As mentioned in the paper that frame averaging slows down the training process. Does it also slow down the inference process? Will it limit the performance of the policy in realworld settings if the latency of the model increases?

This is a good question. In our experiments, the inference for frame averaging is the same as the baseline. One advantage of frame averaging is that it typically does not slow down inference, especially in the robot policy inference where the inference batch size is normally 1. Frame averaging essentially increases the batch size by the size of the frame (8 in our case), which does not affect inference time due to batch processing.

It would be interesting to see how this work can be extended to external observation cameras.

This is a very important point, but we would like to clarify that we do have this experiment in Appendix E, where we found that the proposed method in external observation can also improve the performance by a significant margin.

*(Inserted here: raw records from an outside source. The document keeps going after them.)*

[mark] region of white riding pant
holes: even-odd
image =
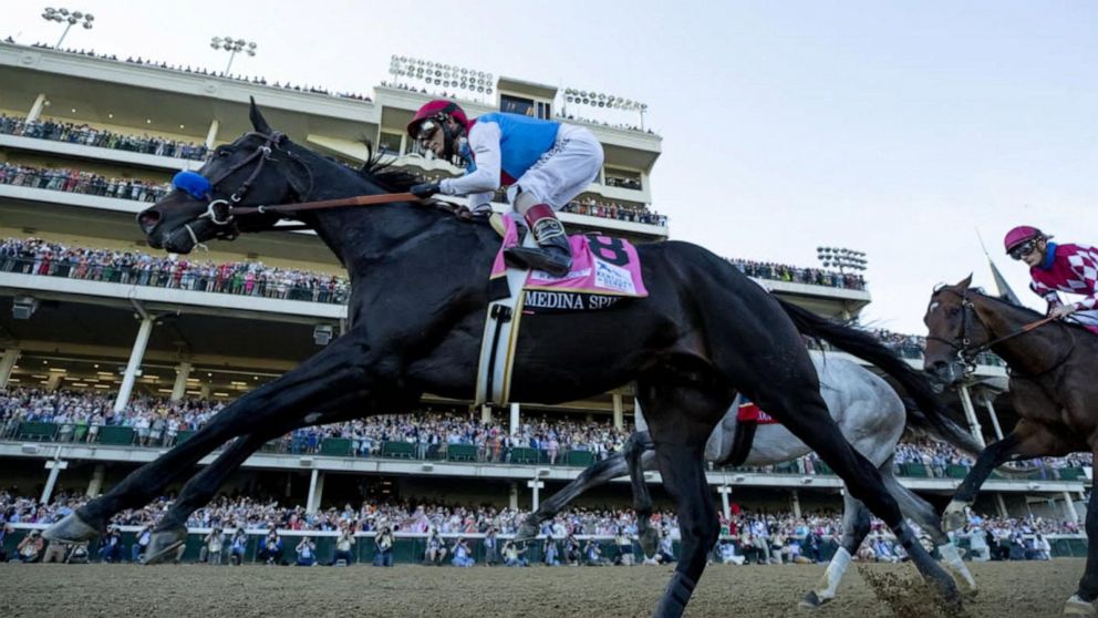
[[[507,200],[515,204],[521,187],[538,204],[560,210],[599,177],[602,161],[602,144],[593,133],[582,126],[561,124],[552,147],[507,189]]]

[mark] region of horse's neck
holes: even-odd
[[[1033,315],[1005,303],[976,297],[974,306],[990,339],[1013,334],[1033,321]],[[1012,337],[992,348],[1012,369],[1024,373],[1038,373],[1061,354],[1070,334],[1060,325],[1047,325],[1025,334]]]

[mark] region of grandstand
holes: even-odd
[[[470,114],[494,110],[506,96],[557,116],[555,86],[507,78],[494,85],[494,104],[462,102]],[[348,164],[364,161],[366,136],[396,166],[426,177],[457,173],[417,153],[404,134],[429,99],[407,87],[335,95],[0,43],[0,486],[18,487],[13,495],[46,504],[62,490],[95,495],[345,326],[348,282],[310,233],[250,235],[176,257],[148,248],[134,223],[175,172],[197,169],[214,147],[250,130],[249,97],[292,140]],[[604,146],[605,168],[562,214],[566,226],[640,243],[667,239],[673,218],[659,214],[650,186],[661,138],[588,124]],[[854,319],[871,300],[859,277],[734,262],[774,293],[830,317]],[[918,338],[882,338],[920,363]],[[990,440],[1002,435],[1001,416],[1012,420],[1008,406],[992,404],[1005,370],[984,358],[977,378],[975,405],[967,395],[959,405]],[[418,437],[394,429],[406,419],[381,429],[366,423],[291,434],[249,459],[226,493],[277,496],[301,505],[303,515],[412,497],[529,509],[620,449],[632,411],[628,388],[562,406],[506,410],[428,396],[417,423],[438,416],[462,429],[422,449]],[[542,440],[549,433],[553,440]],[[956,455],[928,449],[900,472],[916,491],[949,495],[967,468]],[[1080,461],[1049,462],[1027,478],[996,476],[978,508],[1003,519],[1033,514],[1078,522],[1076,503],[1089,476],[1089,462]],[[726,518],[735,503],[797,518],[840,503],[839,480],[810,459],[712,470],[708,481]],[[655,497],[666,506],[665,495]],[[620,483],[581,502],[626,504],[628,486]]]

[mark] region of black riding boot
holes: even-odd
[[[553,277],[563,277],[572,267],[572,249],[557,214],[546,204],[538,204],[526,212],[526,223],[538,243],[538,248],[511,247],[504,251],[504,259],[511,266],[543,270]]]

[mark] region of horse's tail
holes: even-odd
[[[953,419],[945,419],[947,431],[943,433],[939,430],[939,428],[931,423],[930,419],[928,419],[926,415],[923,414],[922,410],[919,409],[919,404],[916,404],[911,398],[903,396],[900,399],[903,401],[903,409],[908,413],[909,428],[919,430],[929,434],[931,437],[936,437],[943,442],[952,444],[954,447],[960,449],[973,456],[980,456],[981,451],[984,450],[983,446],[976,442],[976,439],[973,437],[971,433],[964,431],[961,425],[954,423]]]
[[[921,413],[920,422],[932,429],[934,433],[944,437],[955,435],[956,430],[960,430],[956,423],[950,420],[945,404],[934,394],[930,380],[911,369],[907,362],[882,346],[873,336],[817,316],[808,309],[802,309],[780,298],[775,298],[775,300],[781,305],[801,334],[822,339],[836,348],[882,369],[908,393]],[[964,432],[961,431],[961,433]],[[978,451],[977,446],[976,452]]]

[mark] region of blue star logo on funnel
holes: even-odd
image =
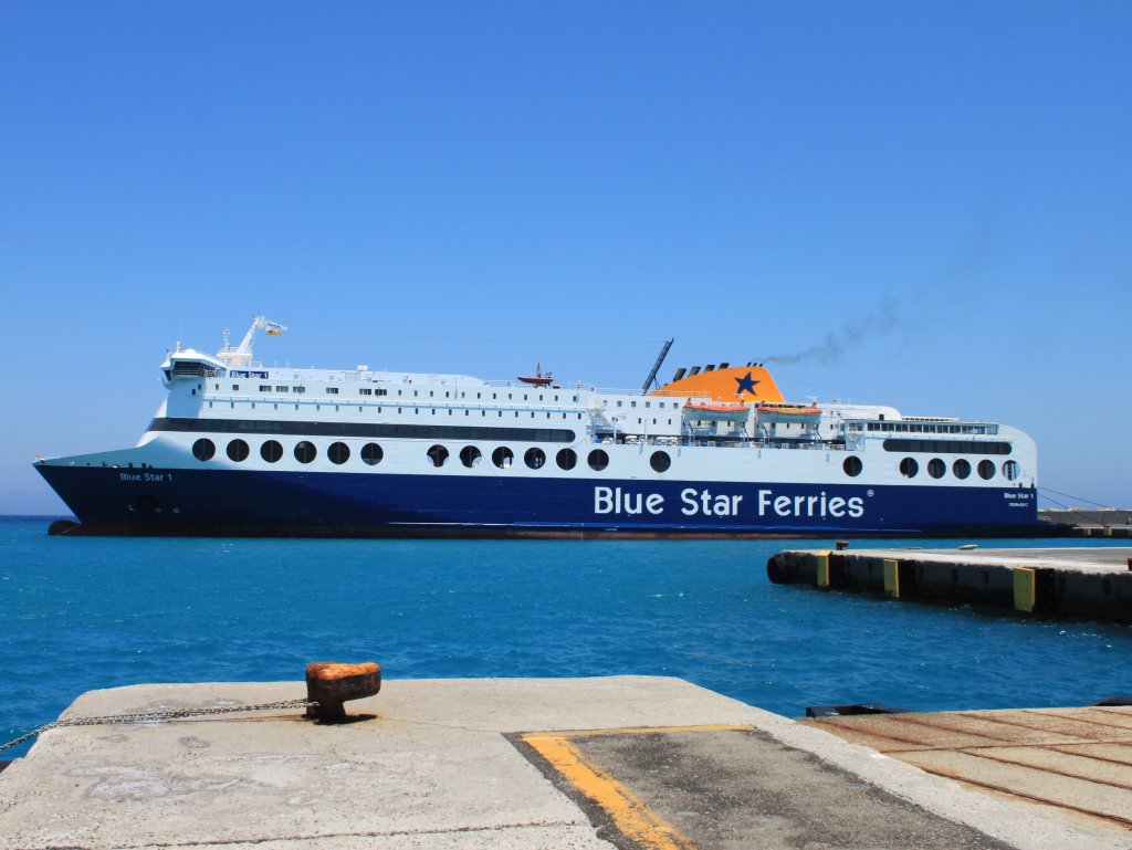
[[[736,378],[735,381],[739,385],[739,388],[735,390],[736,395],[743,395],[744,393],[751,393],[754,396],[758,395],[755,392],[755,384],[758,381],[751,377],[751,372],[747,372],[741,378]]]

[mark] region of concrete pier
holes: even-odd
[[[1132,547],[794,550],[772,582],[1024,615],[1132,623]]]
[[[303,690],[135,686],[65,718]],[[0,774],[0,848],[1130,847],[1114,822],[963,787],[677,679],[393,680],[346,707],[338,725],[265,710],[50,730]]]

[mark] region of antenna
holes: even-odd
[[[649,372],[649,377],[644,379],[644,386],[641,388],[642,393],[648,393],[649,387],[651,387],[653,383],[657,380],[657,372],[660,371],[660,367],[663,364],[664,358],[668,357],[668,350],[672,347],[672,343],[675,342],[675,340],[676,337],[669,340],[667,343],[664,343],[664,347],[660,350],[660,355],[657,358],[657,362],[652,364],[652,371]]]

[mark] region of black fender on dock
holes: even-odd
[[[851,718],[857,714],[909,714],[911,712],[911,709],[897,709],[892,705],[858,703],[856,705],[811,705],[806,709],[806,716]]]

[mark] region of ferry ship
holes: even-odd
[[[1029,535],[1037,450],[986,421],[788,403],[762,363],[641,390],[533,376],[293,369],[169,353],[132,448],[41,458],[111,535],[762,538]]]

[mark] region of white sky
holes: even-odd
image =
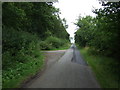
[[[68,24],[67,32],[71,37],[74,36],[76,29],[76,25],[73,23],[76,22],[78,16],[91,15],[94,17],[95,14],[92,13],[93,7],[101,7],[98,0],[58,0],[57,3],[54,3],[54,6],[60,9],[60,17],[66,19]]]

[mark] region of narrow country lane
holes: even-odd
[[[65,54],[26,88],[100,88],[93,72],[73,44]]]

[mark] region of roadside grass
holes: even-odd
[[[7,70],[3,70],[2,81],[3,86],[2,88],[18,88],[26,81],[29,77],[35,75],[42,67],[44,63],[44,56],[39,53],[37,58],[33,58],[29,56],[29,62],[17,63],[17,65],[13,68],[9,68]]]
[[[79,48],[85,61],[95,73],[101,88],[120,88],[119,64],[112,58],[91,55],[88,48]]]

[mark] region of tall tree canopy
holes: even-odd
[[[104,8],[96,9],[95,18],[79,18],[76,25],[76,43],[90,46],[96,52],[119,58],[120,54],[120,2],[102,2]]]

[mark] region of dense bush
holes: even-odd
[[[94,10],[95,18],[80,17],[76,25],[76,43],[91,47],[92,53],[120,58],[120,2],[102,2],[104,8]]]
[[[6,34],[7,33],[7,34]],[[13,66],[16,62],[25,63],[28,55],[37,57],[40,50],[39,38],[24,31],[3,28],[3,69]]]

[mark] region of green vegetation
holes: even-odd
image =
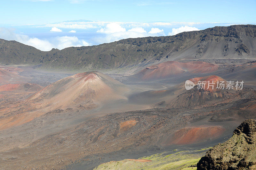
[[[167,154],[171,152],[164,152],[148,156],[139,158],[139,159],[147,159],[150,162],[140,162],[133,160],[124,159],[120,161],[112,161],[99,165],[94,169],[173,169],[187,170],[196,169],[196,167],[189,167],[194,166],[205,154],[210,148],[197,151],[177,151],[174,150],[171,154]]]

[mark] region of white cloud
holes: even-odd
[[[90,44],[76,37],[56,37],[49,40],[31,38],[26,35],[15,33],[12,29],[0,27],[0,38],[7,40],[15,40],[27,45],[32,46],[40,50],[48,51],[52,48],[62,49],[70,47],[88,46]]]
[[[119,32],[125,32],[126,30],[117,23],[113,23],[108,24],[104,28],[101,28],[97,31],[98,33],[114,33]]]
[[[128,30],[128,31],[132,31],[133,32],[136,32],[137,33],[146,33],[147,31],[146,31],[144,28],[141,27],[139,27],[137,28],[132,28]]]
[[[50,30],[50,31],[53,31],[54,32],[62,32],[62,30],[60,29],[59,29],[57,27],[54,27],[52,28],[52,29]]]
[[[111,42],[123,39],[129,38],[143,37],[148,36],[147,33],[140,33],[137,32],[126,31],[108,34],[103,37],[97,37],[94,40],[99,44]]]
[[[172,28],[171,33],[169,33],[168,35],[174,35],[179,33],[186,31],[199,31],[199,30],[195,27],[185,26],[182,26],[178,28]]]
[[[160,30],[159,28],[151,28],[151,30],[150,31],[148,32],[148,33],[152,34],[156,34],[163,32],[164,30],[163,29]]]
[[[71,29],[87,29],[88,28],[96,28],[98,27],[96,26],[93,25],[89,22],[77,22],[73,23],[65,23],[65,22],[58,24],[48,24],[37,26],[37,27],[59,27],[64,28]],[[95,24],[95,23],[93,23]]]
[[[36,2],[36,1],[43,1],[43,2],[47,2],[47,1],[51,1],[52,0],[21,0],[22,1],[32,1],[32,2]]]

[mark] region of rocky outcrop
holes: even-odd
[[[256,120],[248,119],[230,139],[207,152],[197,163],[197,169],[255,169],[256,144]]]
[[[172,36],[129,38],[97,46],[42,51],[0,39],[0,64],[72,70],[144,67],[168,61],[254,59],[256,26],[215,26]]]

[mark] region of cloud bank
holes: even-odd
[[[62,30],[56,27],[54,27],[52,28],[52,29],[50,30],[50,31],[53,31],[53,32],[62,32]]]
[[[70,47],[91,45],[84,40],[79,40],[75,36],[57,36],[49,40],[42,40],[30,37],[26,35],[17,34],[14,32],[14,29],[3,27],[0,27],[0,38],[6,40],[15,40],[44,51],[50,51],[53,48],[62,49]]]

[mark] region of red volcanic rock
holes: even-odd
[[[123,84],[100,72],[86,72],[52,83],[29,101],[40,102],[44,107],[51,105],[54,108],[83,106],[92,100],[98,103],[125,99],[123,95],[128,90]]]
[[[148,67],[134,76],[143,80],[161,79],[186,73],[212,72],[218,67],[216,64],[201,61],[168,61]]]
[[[220,83],[221,82],[224,82],[224,84],[225,85],[227,82],[225,80],[217,76],[195,78],[189,79],[189,80],[193,82],[196,85],[198,85],[200,82],[202,83],[203,81],[205,85],[203,86],[202,89],[204,91],[216,91],[220,90],[217,88],[218,82]],[[212,85],[213,86],[211,86]]]
[[[193,82],[196,86],[191,90],[185,90],[185,83],[180,84],[179,85],[184,89],[181,91],[182,93],[180,93],[175,99],[172,100],[167,105],[167,107],[187,107],[212,104],[234,96],[234,90],[226,89],[227,81],[219,76],[209,76],[194,78],[189,80]],[[200,81],[201,83],[203,81],[204,85],[202,88],[198,89],[196,85],[199,84]],[[217,88],[218,82],[219,83],[223,82],[224,89],[222,87]],[[210,85],[208,86],[208,85],[212,85],[213,87]],[[219,86],[220,86],[220,84]]]
[[[172,143],[183,145],[200,143],[217,138],[224,129],[218,126],[185,128],[174,132]]]

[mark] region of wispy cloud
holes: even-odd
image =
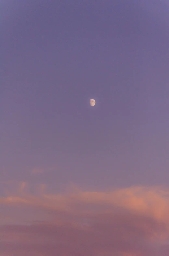
[[[29,223],[16,224],[14,219],[12,224],[0,226],[0,255],[169,255],[167,190],[135,187],[105,192],[44,191],[39,197],[20,190],[19,196],[0,198],[0,205],[10,207],[13,217],[19,215],[23,220],[29,211]]]

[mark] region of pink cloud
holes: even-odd
[[[168,194],[136,187],[1,198],[22,224],[0,226],[0,255],[166,256]]]

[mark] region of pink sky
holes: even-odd
[[[1,256],[166,256],[169,189],[133,186],[48,194],[29,184],[0,198]]]
[[[168,0],[0,2],[0,256],[168,256]]]

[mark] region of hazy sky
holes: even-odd
[[[1,2],[0,256],[166,256],[169,2]]]

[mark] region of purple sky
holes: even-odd
[[[36,183],[38,168],[59,189],[168,180],[167,1],[3,7],[1,178]]]
[[[1,2],[0,256],[169,255],[168,1]]]

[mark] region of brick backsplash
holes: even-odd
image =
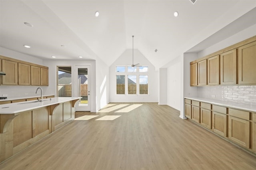
[[[198,96],[256,105],[256,85],[198,87]]]
[[[40,96],[40,92],[36,94],[37,86],[0,86],[0,96],[7,95],[7,98],[20,98]],[[44,87],[41,87],[45,92]],[[45,93],[43,93],[44,95]]]

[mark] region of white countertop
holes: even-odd
[[[244,103],[240,103],[222,101],[218,100],[214,100],[211,99],[205,99],[197,97],[185,97],[184,98],[190,100],[193,100],[210,103],[211,104],[225,106],[228,107],[231,107],[238,109],[244,110],[253,112],[256,112],[256,105],[248,105]]]
[[[79,99],[81,97],[53,97],[37,100],[0,105],[0,114],[13,114]]]
[[[46,97],[46,96],[54,96],[54,95],[44,95],[43,96],[43,97]],[[18,100],[18,99],[29,99],[29,98],[33,98],[34,97],[39,97],[40,98],[41,97],[40,95],[37,95],[37,96],[25,96],[23,97],[7,97],[7,99],[0,99],[0,101],[9,101],[10,100]]]

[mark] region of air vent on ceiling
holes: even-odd
[[[195,3],[196,3],[196,1],[197,0],[189,0],[191,2],[192,2],[192,4],[194,4]]]

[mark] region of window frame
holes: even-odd
[[[116,72],[116,67],[125,67],[125,71],[124,72]],[[136,67],[136,72],[128,72],[128,66],[116,65],[115,67],[115,71],[116,72],[116,95],[149,95],[150,92],[149,88],[149,67],[148,65],[143,65],[140,67],[147,67],[148,72],[140,72],[140,67],[135,66]],[[125,91],[124,94],[117,94],[117,75],[125,76]],[[136,75],[136,94],[128,94],[128,75]],[[147,75],[148,76],[148,94],[140,94],[140,76]]]

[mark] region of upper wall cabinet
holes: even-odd
[[[41,69],[40,67],[31,66],[31,85],[41,85]]]
[[[6,75],[2,76],[2,84],[4,85],[18,85],[18,63],[2,60],[2,70]]]
[[[41,85],[48,85],[48,69],[41,68]]]
[[[28,64],[19,63],[19,85],[30,85],[30,66]]]
[[[220,57],[217,55],[207,59],[207,83],[209,85],[220,84]]]
[[[207,61],[204,59],[198,63],[198,85],[207,84]]]
[[[191,61],[190,86],[256,84],[255,66],[256,36]]]
[[[238,83],[256,83],[256,42],[243,45],[238,51]]]
[[[236,49],[220,54],[220,84],[236,84]]]
[[[47,67],[0,55],[0,70],[6,73],[0,76],[0,85],[48,85]]]
[[[190,65],[190,85],[197,85],[197,63]]]

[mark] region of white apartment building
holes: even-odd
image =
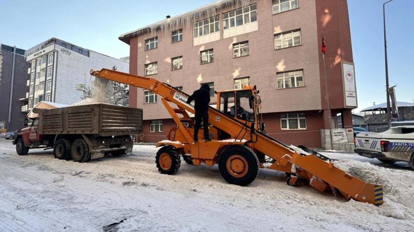
[[[76,89],[76,84],[91,85],[91,69],[112,68],[128,72],[129,63],[84,49],[63,40],[52,38],[26,50],[26,61],[31,64],[27,69],[29,92],[28,112],[38,102],[45,100],[72,104],[82,100],[83,92]]]

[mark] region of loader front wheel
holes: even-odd
[[[173,148],[164,147],[157,152],[155,163],[160,172],[173,175],[178,171],[181,165],[181,160]]]
[[[218,163],[222,176],[232,184],[247,185],[259,173],[257,156],[244,146],[233,146],[225,149],[219,157]]]

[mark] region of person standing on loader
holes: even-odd
[[[204,126],[204,140],[211,141],[208,136],[208,103],[210,103],[210,87],[208,85],[203,84],[200,89],[194,91],[187,100],[187,104],[189,104],[193,100],[195,100],[194,107],[195,110],[194,141],[198,141],[198,131],[202,119]]]

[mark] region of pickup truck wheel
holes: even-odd
[[[225,149],[219,157],[219,170],[229,183],[248,185],[259,173],[259,159],[247,147],[233,146]]]
[[[381,162],[382,162],[384,164],[389,164],[389,165],[393,164],[394,163],[395,163],[396,162],[397,162],[396,160],[387,160],[387,159],[381,159],[380,158],[377,158],[376,159],[377,159],[378,160],[381,161]]]
[[[29,147],[24,146],[22,138],[19,138],[16,143],[16,151],[19,155],[27,155],[29,152]]]
[[[86,142],[83,139],[76,139],[71,148],[72,159],[76,162],[86,162],[91,160],[91,151]]]
[[[53,146],[53,156],[56,159],[68,160],[71,159],[71,142],[67,139],[60,139]]]
[[[181,165],[181,160],[174,149],[169,147],[164,147],[157,152],[155,163],[160,172],[172,175],[178,171]]]

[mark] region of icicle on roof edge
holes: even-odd
[[[187,30],[192,26],[192,22],[197,20],[199,21],[204,19],[217,15],[216,11],[222,9],[227,9],[230,6],[235,5],[236,8],[244,7],[257,2],[256,0],[221,0],[213,3],[193,10],[188,12],[178,15],[162,21],[150,24],[138,29],[132,31],[121,34],[119,39],[126,38],[128,37],[133,37],[148,32],[151,32],[151,36],[155,36],[157,30],[165,32],[166,35],[169,34],[170,30],[177,30],[181,25],[186,25]],[[122,40],[122,39],[121,39]]]

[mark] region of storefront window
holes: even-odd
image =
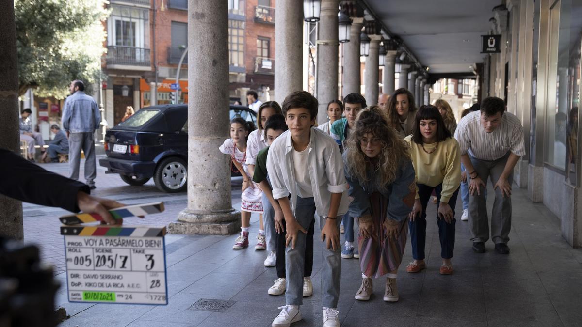
[[[580,101],[582,0],[561,0],[549,10],[545,162],[575,183]]]

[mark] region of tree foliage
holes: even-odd
[[[63,98],[72,80],[91,84],[101,73],[108,15],[106,0],[15,0],[20,94]]]

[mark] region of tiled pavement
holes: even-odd
[[[66,165],[44,166],[66,173]],[[143,221],[127,219],[126,224],[166,224],[175,220],[186,206],[185,194],[164,194],[151,182],[142,187],[126,186],[117,176],[105,175],[101,169],[98,172],[97,186],[95,193],[98,196],[128,204],[158,199],[165,202],[164,213]],[[240,192],[233,192],[235,207],[239,198]],[[489,200],[491,202],[492,197]],[[398,303],[382,301],[383,279],[374,280],[374,295],[370,301],[354,300],[361,280],[358,262],[342,260],[338,305],[342,326],[579,326],[582,321],[582,250],[570,247],[561,237],[559,220],[543,205],[530,202],[523,190],[515,190],[513,200],[510,254],[496,254],[491,242],[487,244],[486,253],[473,253],[468,240],[467,224],[459,219],[453,260],[455,273],[441,276],[436,224],[429,223],[428,267],[417,274],[405,272],[404,266],[411,261],[410,244],[407,244],[398,277],[400,300]],[[458,203],[457,208],[460,209]],[[55,265],[56,277],[64,284],[63,243],[56,222],[64,212],[27,204],[24,210],[25,240],[42,247],[43,255]],[[434,216],[434,206],[431,205],[429,212],[429,216]],[[258,217],[253,215],[251,239],[258,229],[257,221]],[[56,304],[65,307],[72,317],[61,325],[270,325],[279,312],[277,307],[285,301],[283,296],[267,293],[276,278],[275,269],[262,266],[264,251],[255,251],[252,247],[232,250],[234,238],[166,237],[170,297],[167,306],[69,303],[66,288],[62,287]],[[304,319],[293,326],[321,325],[322,247],[321,242],[315,244],[314,295],[304,299],[301,307]],[[201,298],[236,302],[222,312],[189,310]]]

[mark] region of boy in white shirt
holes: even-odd
[[[321,240],[327,248],[321,274],[324,326],[339,326],[341,219],[337,217],[347,211],[347,184],[335,141],[313,127],[317,106],[317,99],[304,91],[285,98],[283,114],[289,130],[273,143],[267,157],[273,197],[283,211],[287,228],[286,305],[279,308],[282,310],[273,321],[274,327],[286,327],[301,319],[306,234],[316,212],[322,217]]]

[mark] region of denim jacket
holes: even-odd
[[[388,207],[386,217],[392,220],[401,222],[412,211],[416,194],[414,182],[414,168],[410,159],[400,161],[396,179],[385,187],[378,189],[375,186],[375,179],[377,175],[372,172],[367,172],[371,175],[370,180],[360,182],[352,176],[347,169],[347,151],[343,152],[344,172],[346,180],[350,185],[348,193],[353,201],[350,203],[349,214],[350,217],[361,217],[371,215],[371,205],[370,197],[372,193],[378,191],[382,196],[388,199]]]
[[[63,129],[71,133],[93,133],[99,128],[101,115],[97,102],[84,92],[77,91],[65,101]]]

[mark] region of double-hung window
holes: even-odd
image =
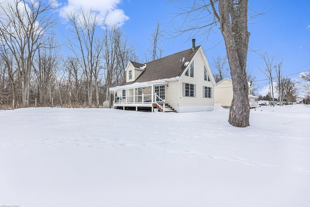
[[[208,72],[207,72],[207,69],[204,67],[204,80],[207,80],[208,81],[210,81],[210,76],[209,74],[208,74]]]
[[[194,78],[194,62],[190,64],[189,68],[185,72],[185,75],[186,76],[190,76]]]
[[[196,85],[193,84],[183,83],[183,96],[196,97]]]
[[[126,98],[126,90],[123,90],[123,99],[125,99]]]
[[[203,86],[203,93],[204,98],[212,98],[212,88],[211,88],[210,87]]]

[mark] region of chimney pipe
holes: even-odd
[[[196,46],[195,46],[195,42],[196,41],[196,39],[192,39],[192,49],[193,50],[194,50],[195,49],[196,49]]]

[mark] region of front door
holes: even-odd
[[[157,96],[159,96],[160,98],[164,100],[165,99],[165,89],[166,86],[165,85],[157,85],[155,86],[155,93],[157,94]],[[158,97],[156,97],[156,101],[160,101],[160,99]]]
[[[142,102],[142,88],[138,88],[138,102]]]

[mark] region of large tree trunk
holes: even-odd
[[[248,0],[219,0],[220,29],[225,40],[232,80],[233,96],[229,123],[238,127],[249,126],[248,85],[246,72],[249,32],[248,32]]]

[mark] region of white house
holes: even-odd
[[[193,39],[190,49],[143,64],[129,62],[125,78],[109,90],[114,108],[183,112],[212,111],[216,85],[202,47]]]
[[[253,84],[248,82],[248,96],[250,105],[256,105],[258,96],[253,96]],[[232,81],[231,79],[225,79],[217,83],[214,88],[214,101],[216,105],[223,108],[230,108],[232,101]]]

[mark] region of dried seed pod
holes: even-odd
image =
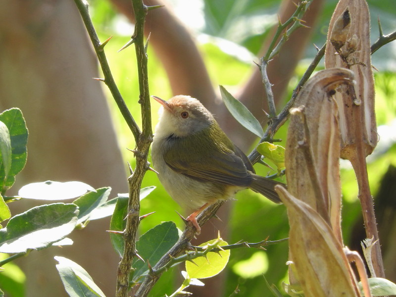
[[[346,43],[350,28],[350,15],[349,9],[347,8],[334,22],[330,34],[330,42],[337,51]]]
[[[348,7],[353,9],[349,10]],[[338,35],[335,32],[340,31],[338,28],[342,27],[346,11],[349,15],[349,24],[341,30]],[[335,43],[333,40],[337,38],[342,41]],[[339,47],[343,42],[344,44]],[[354,157],[357,141],[364,142],[367,156],[377,145],[378,136],[371,61],[370,15],[365,0],[340,0],[339,2],[329,27],[325,65],[326,68],[350,69],[354,73],[356,82],[354,92],[349,89],[335,96],[340,113],[341,157],[349,160]],[[352,104],[356,103],[360,105],[360,123],[354,123],[352,116]],[[355,125],[362,126],[361,135],[356,135]]]
[[[285,154],[288,191],[318,211],[340,243],[340,136],[333,96],[353,80],[345,68],[322,70],[309,79],[295,101],[297,109],[291,110]]]
[[[329,225],[312,207],[280,186],[275,190],[287,207],[289,248],[305,296],[359,297],[350,266]]]

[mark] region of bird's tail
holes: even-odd
[[[253,191],[260,193],[275,203],[281,203],[279,196],[274,190],[276,185],[280,185],[286,187],[285,184],[280,183],[257,174],[252,174],[253,180],[249,186],[249,188]]]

In addition, we performed an additional experiment validating the Pretrain + FA encoder (with either equivariant diffusion head or standard diffusion head) in the external observation and absolute action space (i.e., same setting as EquiDiff). As shown in the table below,our method is also effective in the external observation and absolute action space setting.

Stack Three D1Square D2
EquiDiff54.725.3
EquiDiff + Pretrain + FA68.7 (+14.0)29.3 (+4.0)
Diff + Pretrain + FA58.7 (+4.0)38.0 (+12.7)
评论

Dear Reviewer ikDP,

As the reviewer-author discussion period is coming to an end, we would greatly appreciate it if you could kindly let us know if our rebuttal has resolved your concerns, and if you have any additional questions about our work. Thank you!

评论

Thank you for your rebuttal. It has addressed most of my questions. I will maintain my score.

最终决定

This paper explores a number of straightforward and practical approaches to incorporate symmetry benefits into diffusion policies without the overhead of full equivariant designs. This paper proves that combining eye-in-hand perception with relative or delta action parameterization yields inherent SE(3)-invariance, performs a systematic experimental study on those design choices for integrating symmetry in diffusion policies, and concludes that an invariant representation with equivariant feature extraction significantly improves the policy performance.

Based on comments from reviewers, the merits of this paper include: (1) It is clearly written and easy to follow. (2) Provide a contribution in guiding how to incorporate symmetry in diffusion policies with just simple methods. (3) Offer a proof on how in-hand observations + relative actions leading to SE3 equivariance under assumptions.

While there are some merits as above, some reviewers also have some concerns about the novelty and originality, and the performance of the method. For the performance issue, the concern by a reviewer is to utilizes only equivariant encoders + relative action representation, which are both existing methods, and the final performance is slightly lower than that of more sophisticated methods.

All reviewers recommend Weak Accept, which suggests that the work is valuable but may not meet the highest bar for novelty or performance. There are no recommendations for rejection. Given that the contribution is clean, well-supported, and of practical interest—even if somewhat incremental—I would lean slightly toward acceptance if room permits. However, I acknowledge that the final decision may depend on the overall selectivity and comparative strength of submissions, and I defer to the SAC or program chairs in borderline cases.